Prescriptive easements: the fiction continues
Acquiring rights by prescription is complicated and can be very confusing. The Upper Tribunal judgment in the case of Welford and others v Graham and another is a useful reminder that provided the claimant can evidence the use of a right in the requisite manner for the relevant time period, the claimant will benefit from an evidential presumption that they had enjoyed the easement as of right.
First things first: how is an easement acquired by prescription?
Prescription derives from a principle of English law that exercising a right for a long period of time, without interference and as of right (that is, without force, without secrecy and without permission) should be capable of legitimisation. This is combined with an assumption (in some cases a misleading notion) that the right originally derived in a grant.
There are three ways of acquiring easements by prescription. One of these is the doctrine of lost modern grant and it is the method that is relevant to the case in question.
Under the doctrine of lost modern grant, if a right has been enjoyed for at least 20 year without any other lawful explanation, it is presumed:
1. to have had its origin in a deed of grant made after 1189; and
2. that the deed of grant has been lost.
Practically speaking, this won’t actually have happened, hence the fiction.
A claim of lost modern grant based on 20 years of use is not rebutted even when the use is interrupted after the required 20 years.
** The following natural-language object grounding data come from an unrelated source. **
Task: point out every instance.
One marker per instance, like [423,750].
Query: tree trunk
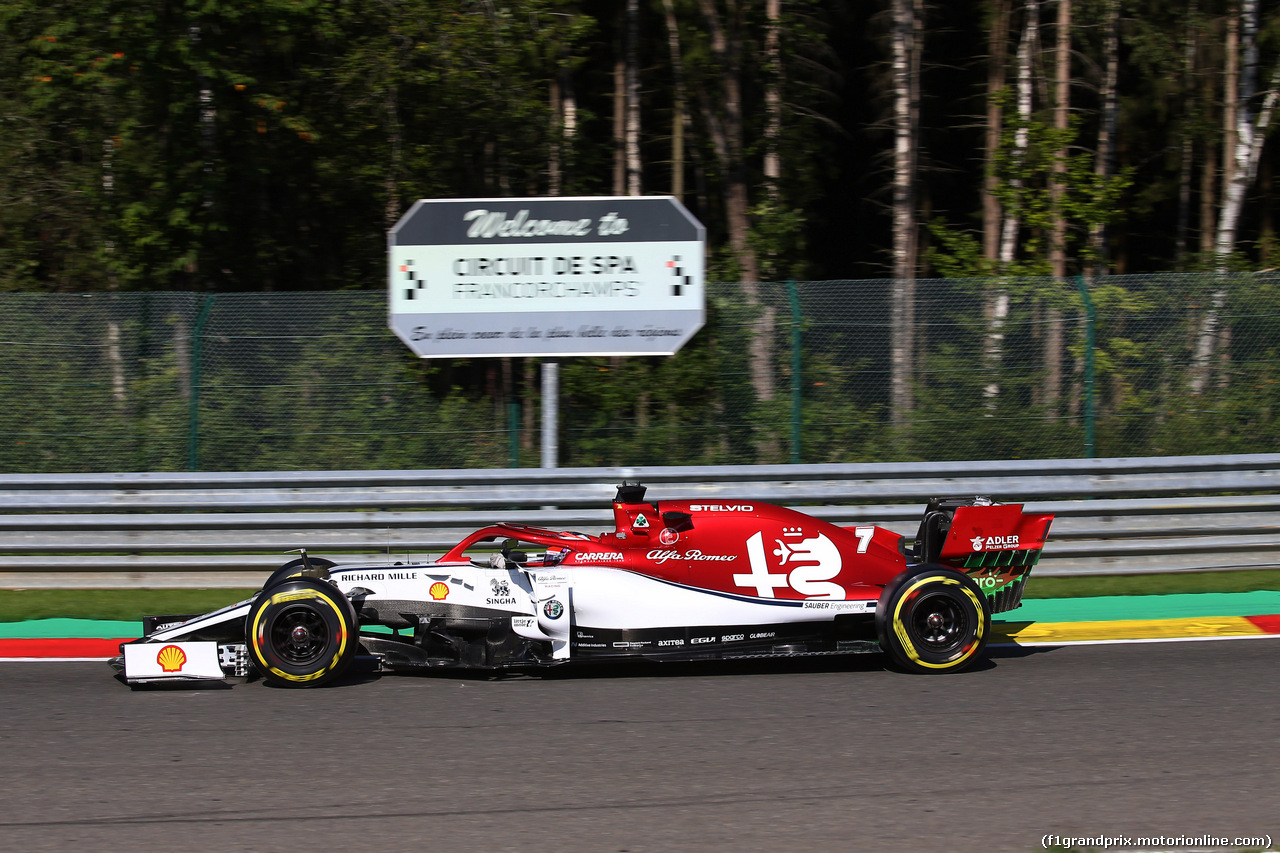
[679,110]
[1052,386]
[997,305]
[632,97]
[620,127]
[1025,49]
[1249,136]
[997,53]
[727,131]
[1105,164]
[905,144]
[772,97]
[1187,163]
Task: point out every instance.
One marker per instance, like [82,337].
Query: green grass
[132,605]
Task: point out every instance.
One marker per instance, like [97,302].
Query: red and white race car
[675,580]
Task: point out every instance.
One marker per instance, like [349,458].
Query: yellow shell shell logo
[172,658]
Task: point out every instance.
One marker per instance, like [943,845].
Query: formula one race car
[675,580]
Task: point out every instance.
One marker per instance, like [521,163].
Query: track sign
[547,277]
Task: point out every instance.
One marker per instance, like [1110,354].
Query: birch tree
[906,118]
[1248,138]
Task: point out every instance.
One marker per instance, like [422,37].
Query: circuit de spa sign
[547,277]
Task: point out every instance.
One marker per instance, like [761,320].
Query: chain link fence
[791,372]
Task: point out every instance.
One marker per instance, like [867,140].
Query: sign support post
[551,414]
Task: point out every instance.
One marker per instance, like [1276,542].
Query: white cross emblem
[760,576]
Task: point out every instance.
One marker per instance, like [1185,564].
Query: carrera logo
[993,543]
[599,556]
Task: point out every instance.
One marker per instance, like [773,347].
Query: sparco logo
[695,555]
[599,556]
[496,224]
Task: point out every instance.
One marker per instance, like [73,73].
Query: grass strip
[132,605]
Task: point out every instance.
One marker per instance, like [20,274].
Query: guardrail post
[197,354]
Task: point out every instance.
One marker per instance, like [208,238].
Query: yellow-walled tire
[933,620]
[301,633]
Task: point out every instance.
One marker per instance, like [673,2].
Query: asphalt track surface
[1087,740]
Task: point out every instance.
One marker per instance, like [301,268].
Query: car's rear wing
[997,544]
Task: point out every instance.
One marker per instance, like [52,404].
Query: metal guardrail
[1114,515]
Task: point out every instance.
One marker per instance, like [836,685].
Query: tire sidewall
[301,597]
[912,589]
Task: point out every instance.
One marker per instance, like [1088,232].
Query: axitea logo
[993,543]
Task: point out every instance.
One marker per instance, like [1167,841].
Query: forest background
[997,168]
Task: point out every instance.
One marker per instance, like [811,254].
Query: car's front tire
[301,633]
[933,620]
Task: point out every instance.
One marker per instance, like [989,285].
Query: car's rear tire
[301,633]
[932,620]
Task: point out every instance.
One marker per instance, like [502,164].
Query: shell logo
[172,658]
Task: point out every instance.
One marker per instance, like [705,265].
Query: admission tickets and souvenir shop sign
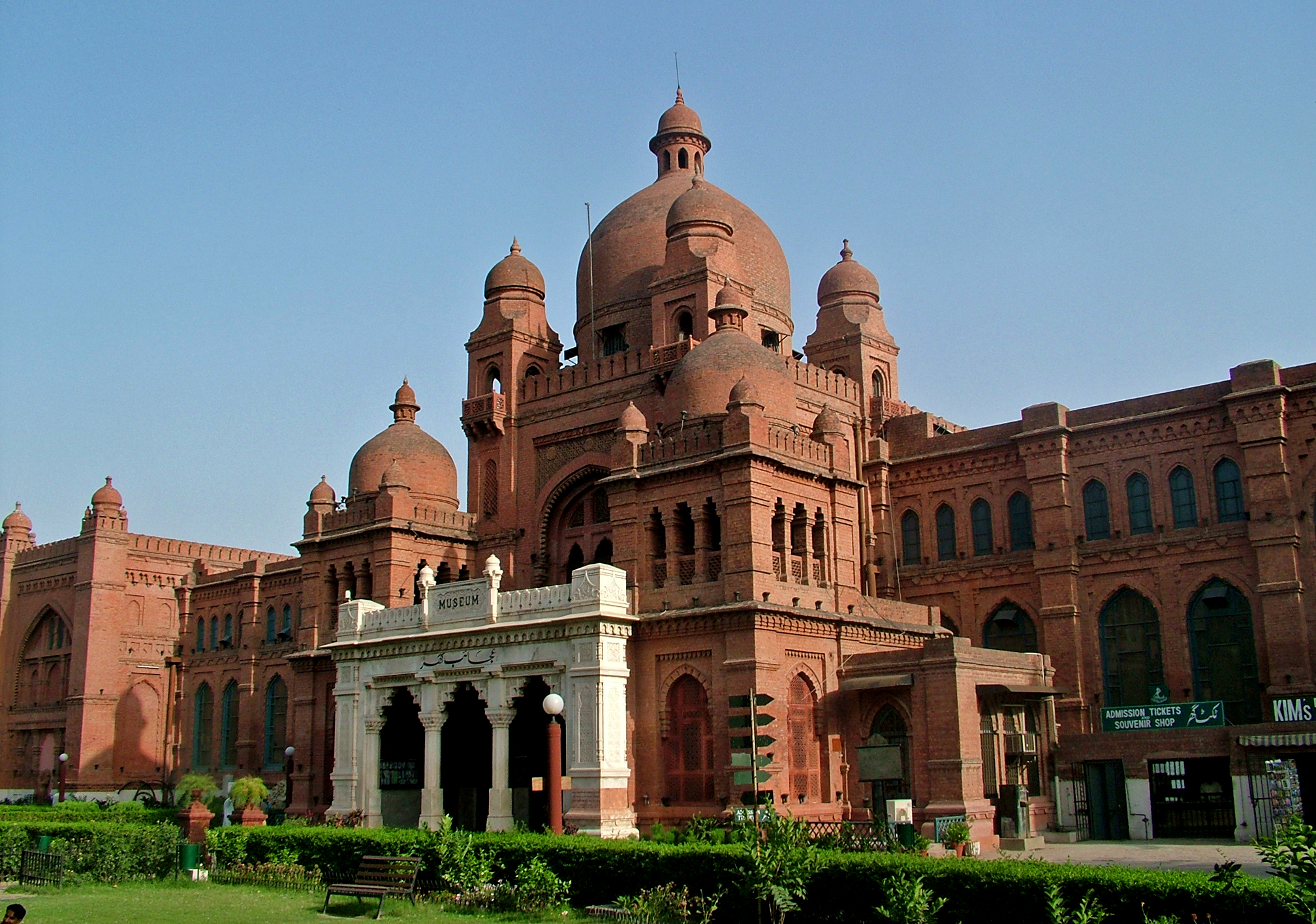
[1163,716]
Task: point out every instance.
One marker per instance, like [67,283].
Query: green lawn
[203,903]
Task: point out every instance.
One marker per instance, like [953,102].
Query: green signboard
[1160,718]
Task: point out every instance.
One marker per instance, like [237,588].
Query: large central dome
[631,243]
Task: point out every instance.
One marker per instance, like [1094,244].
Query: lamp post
[287,778]
[553,707]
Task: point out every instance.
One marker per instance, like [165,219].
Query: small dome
[849,277]
[704,378]
[699,204]
[680,119]
[107,495]
[322,493]
[828,423]
[514,271]
[18,520]
[430,468]
[632,419]
[394,477]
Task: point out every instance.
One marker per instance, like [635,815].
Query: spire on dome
[404,406]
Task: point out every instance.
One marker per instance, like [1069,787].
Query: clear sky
[228,231]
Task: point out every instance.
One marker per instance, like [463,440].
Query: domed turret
[107,497]
[430,468]
[849,277]
[512,273]
[18,521]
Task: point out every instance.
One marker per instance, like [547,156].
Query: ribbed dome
[18,520]
[514,271]
[703,380]
[430,468]
[849,277]
[322,493]
[107,495]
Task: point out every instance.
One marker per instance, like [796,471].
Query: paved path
[1167,855]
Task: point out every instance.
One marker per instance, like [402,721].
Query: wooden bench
[41,869]
[379,877]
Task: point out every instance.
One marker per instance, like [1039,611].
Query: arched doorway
[466,766]
[401,761]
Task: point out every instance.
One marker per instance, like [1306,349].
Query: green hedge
[845,889]
[95,851]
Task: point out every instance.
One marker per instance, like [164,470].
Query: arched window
[203,718]
[1097,511]
[945,533]
[979,515]
[685,326]
[1010,630]
[1131,649]
[1140,504]
[803,740]
[911,540]
[890,730]
[1183,499]
[1020,510]
[1228,493]
[1224,654]
[689,744]
[229,726]
[275,722]
[490,489]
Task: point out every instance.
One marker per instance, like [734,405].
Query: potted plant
[957,836]
[248,793]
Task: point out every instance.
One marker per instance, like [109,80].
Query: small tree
[248,792]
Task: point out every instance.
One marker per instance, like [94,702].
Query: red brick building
[786,524]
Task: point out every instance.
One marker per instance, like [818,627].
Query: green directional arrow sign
[757,741]
[743,702]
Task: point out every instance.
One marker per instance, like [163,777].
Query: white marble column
[501,795]
[370,773]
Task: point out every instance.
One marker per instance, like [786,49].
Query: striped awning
[1296,740]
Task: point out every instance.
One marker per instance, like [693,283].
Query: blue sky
[227,231]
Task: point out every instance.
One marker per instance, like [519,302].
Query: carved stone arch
[546,511]
[665,687]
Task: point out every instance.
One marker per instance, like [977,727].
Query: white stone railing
[473,603]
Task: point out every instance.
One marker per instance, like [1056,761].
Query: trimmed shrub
[95,851]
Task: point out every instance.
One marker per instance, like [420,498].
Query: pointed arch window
[945,533]
[1228,493]
[1183,499]
[979,516]
[1020,510]
[1010,630]
[1224,653]
[229,727]
[275,722]
[1131,649]
[689,745]
[203,719]
[803,740]
[911,540]
[1097,511]
[1138,491]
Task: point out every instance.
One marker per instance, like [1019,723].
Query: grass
[206,903]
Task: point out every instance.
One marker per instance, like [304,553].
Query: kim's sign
[1163,716]
[1294,709]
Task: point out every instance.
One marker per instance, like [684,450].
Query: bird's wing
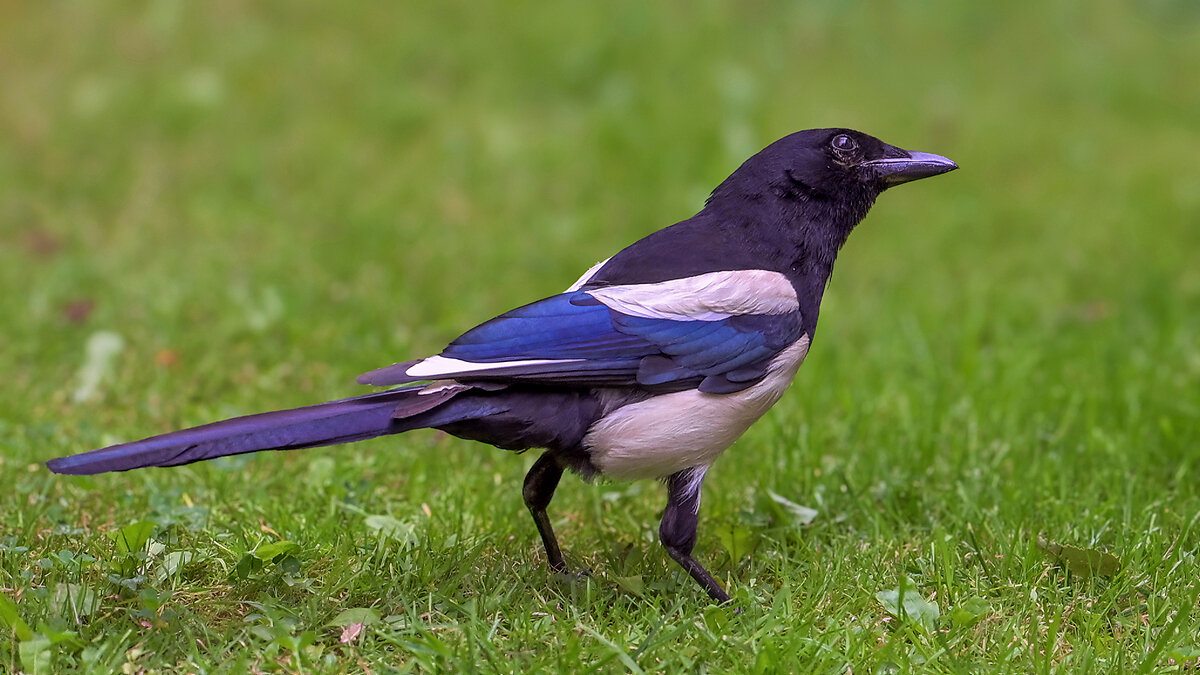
[717,332]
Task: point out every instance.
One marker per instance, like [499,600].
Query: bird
[649,366]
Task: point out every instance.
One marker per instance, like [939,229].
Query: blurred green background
[253,202]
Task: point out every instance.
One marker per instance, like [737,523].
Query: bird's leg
[678,529]
[539,489]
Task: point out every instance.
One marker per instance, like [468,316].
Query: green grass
[263,201]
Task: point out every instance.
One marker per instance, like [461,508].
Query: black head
[826,165]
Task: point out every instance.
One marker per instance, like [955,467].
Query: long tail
[324,424]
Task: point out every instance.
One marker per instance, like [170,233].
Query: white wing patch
[587,276]
[436,368]
[705,297]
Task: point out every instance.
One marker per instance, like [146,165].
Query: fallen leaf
[349,633]
[1081,562]
[906,603]
[801,514]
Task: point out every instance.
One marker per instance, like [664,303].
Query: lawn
[216,209]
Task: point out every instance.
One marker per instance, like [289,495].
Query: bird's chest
[661,435]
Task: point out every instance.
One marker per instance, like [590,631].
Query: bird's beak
[912,166]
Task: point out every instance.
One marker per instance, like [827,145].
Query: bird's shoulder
[690,248]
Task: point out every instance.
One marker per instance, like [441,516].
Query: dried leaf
[1081,562]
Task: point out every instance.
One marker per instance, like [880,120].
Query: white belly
[661,435]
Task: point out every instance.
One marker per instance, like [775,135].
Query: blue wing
[573,339]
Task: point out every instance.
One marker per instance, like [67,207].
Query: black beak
[894,171]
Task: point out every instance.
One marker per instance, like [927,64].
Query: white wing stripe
[439,366]
[587,275]
[706,297]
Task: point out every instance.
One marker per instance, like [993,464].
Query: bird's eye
[844,143]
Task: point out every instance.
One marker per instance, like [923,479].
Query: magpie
[651,365]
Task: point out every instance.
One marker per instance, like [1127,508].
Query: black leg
[539,489]
[678,529]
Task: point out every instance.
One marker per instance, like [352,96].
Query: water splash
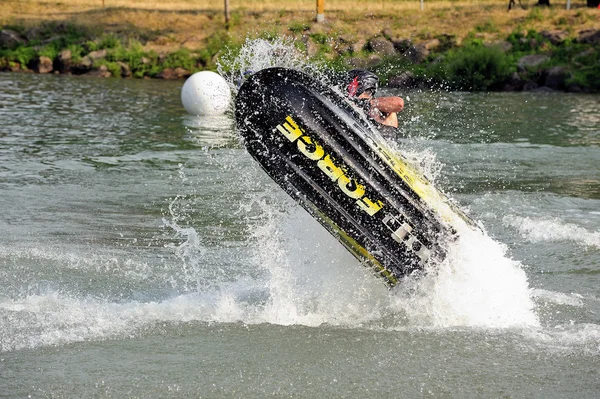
[546,229]
[259,54]
[477,285]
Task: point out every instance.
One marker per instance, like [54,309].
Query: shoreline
[539,53]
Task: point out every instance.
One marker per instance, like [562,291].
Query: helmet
[360,81]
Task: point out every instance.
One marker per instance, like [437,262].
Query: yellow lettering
[369,206]
[329,168]
[305,143]
[290,129]
[350,187]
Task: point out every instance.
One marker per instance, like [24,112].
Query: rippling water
[143,253]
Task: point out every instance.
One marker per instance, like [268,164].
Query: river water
[144,254]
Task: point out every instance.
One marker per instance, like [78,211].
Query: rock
[503,45]
[381,46]
[62,63]
[530,86]
[402,45]
[97,55]
[83,66]
[358,46]
[312,48]
[431,44]
[543,89]
[41,64]
[406,80]
[10,38]
[514,83]
[125,70]
[172,74]
[531,61]
[584,54]
[589,36]
[416,54]
[556,77]
[101,72]
[555,37]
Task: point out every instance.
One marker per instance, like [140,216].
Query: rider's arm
[387,105]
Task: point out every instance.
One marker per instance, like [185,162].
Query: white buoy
[205,93]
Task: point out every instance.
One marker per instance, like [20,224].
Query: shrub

The period of 20 years’ enjoyment can be claimed for any period in the past, and there is no need to prove the existence of the deed of grant, nor the parties to it. Even demonstrating that no grant was in fact ever made may be insufficient to rebut the presumption.
Welford v Graham: the facts
The Welfords were the registered proprietors of a former joinery workshop. The Grahams were the registered proprietors of an adjoining yard. The Welfords claimed that the workshop had the benefit of a right of way over the yard, with or without vehicles, for access to and egress from the workshop. As the right had not continued until the time the dispute arose, the Welfords relied on the principle of lost modern grant to establish a right of way across the yard on the basis of use by them and by their predecessors in title from 1964 to 2012.
The First-Tier Tribunal (FTT) accepted the evidence of over 20 years of use. However, on the basis that to satisfy the doctrine of lost modern grant a potential easement must be used ‘as of right’ (that is, without force, without secrecy and without permission), the court refused to grant an easement because the Welfords could provide evidence of use without permission for only 10 of the required 20 years.
The Welfords appealed that decision on the ground that the FTT was wrong in relation to the burden of proof as to the presence or absence of permission for the use of the yard.
The evidential presumption
The Upper Tribunal (Tax and Chancery Chamber) (UT) allowed the appeal.
The UT held that although the legal burden of proving that the use was without permission was on the party claiming the easement, that party could be assisted by an evidential presumption that:
1. If the alleged easement was used in the requisite manner for the necessary period of time, there was a rebuttable presumption that the easement had been enjoyed as of right and, in particular, without permission; and
2. The servient owner could then try to rebut that presumption by adducing evidence that there had been permission or that the use was contentious. If the servient owner did adduce such evidence, the court would then decide on the evidence whether the presumption had been rebutted.
Does this presumption make sense?
If the claimant of a potential easement had to prove that the use was without permission then, without the benefit of the evidential presumption, the claimant would have to call evidence to disprove:
1. the existence of an express permission at any time during the period of use;
2. the existence of any facts from which a permission could be implied during the same period.
As a claimant would often be unable to prove these matters, particularly during the time the dominant land was owned by a predecessor in title, the existence of this evidential presumption seems to make (at least) practical sense.
Conclusion: owners of servient land take notice
This case clarifies that, provided a claimant can evidence the use in the requisite manner for the relevant time period, a claimant will benefit from an evidential presumption that they had enjoyed the easement as of right. A claimant does not have to prove a negative, so owners of servient land who are seeking to object to a claim of prescriptive right should take note. If the presumption applies, it is up to them to try to rebut that presumption through evidence.